黄河を挟み睨み合うが互いに仕掛けようも無い、船で近づこうにも船の数から上陸しても多勢に無勢、無駄に兵を減らすだけである。

俺達は命令通り、袁紹軍を引き付けて置けばいいのだ。


「くそっ!面白くない!」

成廉は睨み合いの最中グチをこぼす。

こんな睨み合いをしても手柄など手に入らない、陸が続いていれば偵察と称して馬で軽くけしかけるのだが、船を使わねばならぬ以上それも出来ない、不満ばかりが溜まっていく。

「落ち着け、成廉。」

張遼は不満を察して成廉の所に来ていた。

「落ち着けるか!許昌じゃ姫さんが夏侯惇の息子に嫁ぐとか言う噂が広まっているんだろ?」

成廉の耳にも入るぐらい曹清の噂は届いて来ていた、徐州では派手なお披露目をしたことも有り、曹清の噂は住民とっても信じられない物ではあるが、同時に夏侯楙のやらかした話も広まっており、夏侯惇に対しての政治的判断じゃないのかという噂も相まって失望とともに広まっていたのだ。

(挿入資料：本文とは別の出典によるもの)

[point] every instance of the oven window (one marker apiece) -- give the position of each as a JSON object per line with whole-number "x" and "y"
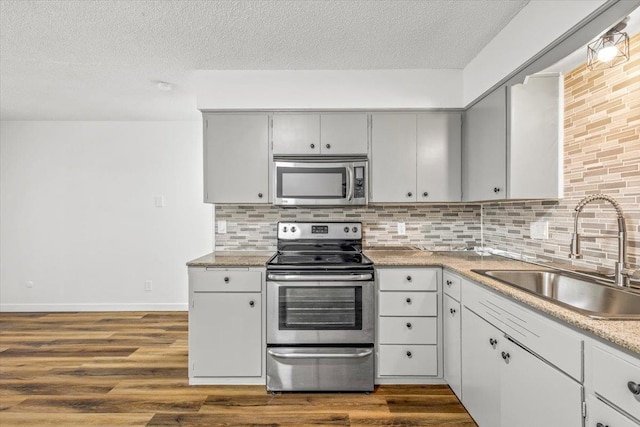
{"x": 312, "y": 183}
{"x": 326, "y": 307}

「まあ誰が流しているのかは知らないが、面白くはないよな。」

魏越も話が聞こえたので会話に入ってくる。

「まあ、落ち着け二人共。」

「なんでお前は落ち着いていられるんだ!

陳宮が可哀想じゃないのか!」

呂希を夏侯恩に取られ、今また曹清まで奪われると合っては成廉としては憤りを感じていた。


「既に手はうってある、

まず貂蝉様、呂宮様を許昌より下邳にお連れすることに成功した。」

「「なに!!いつの間に!」」

成廉、魏越は驚きを隠せない。

陳宮にとって人質になりかねない二人を下邳に連れ出せた事は非常に大きい。

「俺の屋敷で暮らしていたからな、必要な者として呼び寄せたのだが、思ったより警戒されていなかった。

どうやら曹操軍も命令系統が混乱しているようだな、貂蝉を見張るのに陳宮の屋敷を探っているようだった。」

曹操が降していた命令は陳宮の屋敷の監視であった。

曹操自身、曹清と陳宮が結ばれた事により、安心もあり、貂蝉の人質としての価値を落としていたのも影響していた。

屋敷からロクに出ることの無かった貂蝉の見張りの質は低くなっており、張遼が連れ出す事に手間は無かった。


既に張遼の手の者が丁重に下邳に案内している最中なのだ。

「やるな!張遼!」

「これで俺達に弱点は無い、下手に出る必要が無いのだからな。」

張遼は大きく笑う、これにより陳宮が従う理由が1つ無くなったのだ、いざとなれば徐州、青州で独立すればいい。

陳宮の思いとは別に張遼は着々と自分達の立ち位置を作り上げていくのであった。